Time Series First Principles: Model Combinations Are King

Time Series First Principles Series

This post dives into the ninth principle of a good time series forecast, model combinations are king. Check out the initial post in this series to get a high level view of each principle.

Wisdom of the Crowds

In 1906, famed statistician Francis Galton went to a county fair for some fun. While there he came upon a competition to guess the weight of an ox. Eight hundred people entered the competition but the guesses were all over the place, some too high, some too low. Francis was a big numbers guy, so he took all of the guesses home with him and crunched the data. He found out that the average of all the guesses was only one pound away from the actual weight of the ox, which weighed 1,198 pounds. That’s an error of less than 0.08%. What he stumbled upon that day is now know as the wisdom of the crowds.

The concept of wisdom of the crowds states that the collective wisdom of a group of individuals is usually more accurate than that of a single expert. When guessing the weight of the ox, the overestimates and underestimates of regular people cancelled each other out. Creating an average prediction that was more accurate and any single person’s estimate.

This principle is important in machine learning forecasting. Usually it’s not one single model that performs the best, but instead a combination of multiple models. Let’s take a look at how we can combine models into more accurate forecasts.

Types of Model Combinations

There are many different ways individual model forecasts can be combined to create more accurate forecasts. For today we’ll cover the most common approaches. If you’d like to dive deeper I recommend this amazing paper by our forecasting Godfather Rob Hyndman.

Simple Average: As simple as it sounds. Just take the forecasts from individual models and average them together.
Ensemble Models: Feed the individual model forecasts as features into a machine learning model, and have the model come up with the correct weighted combination. This is also known as “model stacking”.
Hierarchical Reconciliation: This involves forecasting at different aggregations of the data set based on its inherent hierarchies, then reconciling the down to the lowest level (bottoms up) using a statistical process. For example forecasting by city, country, continent, and global level then reconciling each forecast down to the city level. This reconciliation can be thought as combining different forecasts together to create something more accurate. This approach has more nuances, and will be covered in another post.

Model Combination Example

Let’s walk through a simple example around how combining the predictions of more than one model can outperform any single model. Below is an example monthly time series. We will try to back test the last 12 months of the historical data.

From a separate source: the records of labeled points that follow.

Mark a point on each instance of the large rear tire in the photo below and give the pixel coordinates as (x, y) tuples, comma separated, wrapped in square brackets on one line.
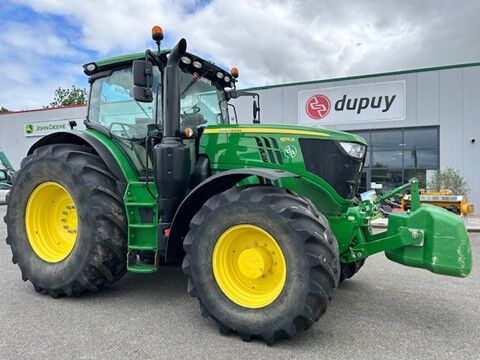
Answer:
[(261, 262), (66, 223)]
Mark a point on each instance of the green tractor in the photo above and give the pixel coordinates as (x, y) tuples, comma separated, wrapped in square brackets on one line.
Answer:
[(264, 218), (6, 169)]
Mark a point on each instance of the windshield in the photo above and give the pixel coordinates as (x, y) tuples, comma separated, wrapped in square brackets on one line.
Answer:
[(200, 99), (113, 106)]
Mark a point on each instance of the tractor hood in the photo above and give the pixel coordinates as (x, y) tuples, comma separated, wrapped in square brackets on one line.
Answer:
[(285, 131), (331, 160)]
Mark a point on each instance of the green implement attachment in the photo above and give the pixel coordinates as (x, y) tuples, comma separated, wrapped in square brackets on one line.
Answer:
[(444, 247), (426, 236)]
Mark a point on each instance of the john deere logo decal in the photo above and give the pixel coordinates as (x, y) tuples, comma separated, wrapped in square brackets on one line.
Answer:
[(317, 107), (290, 151)]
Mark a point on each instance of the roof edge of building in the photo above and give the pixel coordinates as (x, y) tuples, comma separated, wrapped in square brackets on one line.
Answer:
[(366, 76)]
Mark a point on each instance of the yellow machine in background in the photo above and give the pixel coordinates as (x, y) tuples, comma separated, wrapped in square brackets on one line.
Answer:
[(445, 198)]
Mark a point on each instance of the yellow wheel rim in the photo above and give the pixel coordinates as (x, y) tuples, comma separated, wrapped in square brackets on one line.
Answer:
[(249, 266), (51, 222)]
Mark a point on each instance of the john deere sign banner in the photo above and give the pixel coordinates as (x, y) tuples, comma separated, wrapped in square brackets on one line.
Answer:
[(45, 127), (352, 104)]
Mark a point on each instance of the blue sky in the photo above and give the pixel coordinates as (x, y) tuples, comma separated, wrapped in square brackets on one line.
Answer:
[(44, 43)]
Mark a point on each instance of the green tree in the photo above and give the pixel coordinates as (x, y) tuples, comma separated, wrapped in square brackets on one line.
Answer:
[(448, 179), (68, 97)]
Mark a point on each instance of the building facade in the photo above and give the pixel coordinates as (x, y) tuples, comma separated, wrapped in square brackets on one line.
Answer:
[(415, 122)]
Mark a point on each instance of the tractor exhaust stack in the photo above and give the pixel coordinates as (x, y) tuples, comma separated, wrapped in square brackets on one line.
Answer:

To keep things simple we can just run a few models to get the back testing results for the last year of the data. We’ll use various univariate time series models. Ignore the types of models used. Instead, let’s just see how each model did on it’s own. Learn more about accuracy metrics in a previous post.

Accuracy by Single Model
Model	MAPE	MAE	RMSE
arima	1.97	3.76	4.68
croston	10.18	19.54	20.01
nnetar	9.77	18.37	26.00
stlm-ets	1.92	3.68	4.59
tbats	1.86	3.51	4.05
theta	2.46	4.71	5.52

It looks like the tbats model performs the best across the board with stlm-ets and arima not far behind. What if we averaged the three of them together? Let’s see how the results change.

Accuracy for Average Model
Model	MAPE	MAE	RMSE
arima_stlm-ets_tbats	1.84	3.51	3.99

Even better results! See how creating simple model averages can improve the results? Averaging the results can help smooth out any under or over forecasts, creating more accurate models.

Simple model averages are often the quickest way to improved forecast accuracy. Another way is to create an ensemble model that can create the weights on its own. Let’s feed the predictions from each model into a linear regression model and have it determine the optimal weights.

Accuracy for Ensemble Model
Model	MAPE	MAE	RMSE
Ensemble	1.81	3.40	3.65

Alight more accurate results! By feeding each individual model forecast into a final ensemble model, we were able to get a more accurate forecast.

Reversal

When trying to combine models, there is always a risk of overfitting. Meaning the combination approach (like simple average or ensemble) could have great accuracy on the back test data but not generalize well to new unseen data in our future forecast. To prevent that we can make sure to back test on enough historical data to prove our combination approach works well for more than just a period or two. We can also have separate validation and test splits in the back testing to see how combinations made on one data set can generalize well when tested on the other.

Prediction intervals are harder to create. Simply combining the 80% and 95% prediction intervals of multiple models together is not going to fully capture the uncertainty of forecasts created by the new model combination. So we would need to re-create the intervals based on the results of the new combined model.

Similar to prediction intervals, combining models can also make it harder to interpret them. Instead of just understanding one model and its predictions, we now have to understand how multiple models work and are combined to get the final forecast.

finnts

Model combinations can be hard to do effectively. Thankfully my forecasting package, finnts, is here to help! It automatically handles every kind of model combination method listed in this post. Check out the package and see just how easy forecasting can be.

Final Thoughts

Just like the county fair crowd nailed the ox’s weight, combining multiple models in time series forecasting yields more accurate predictions by balancing out individual errors. When you’re forecasting, remember to embrace the collective wisdom of models for better results!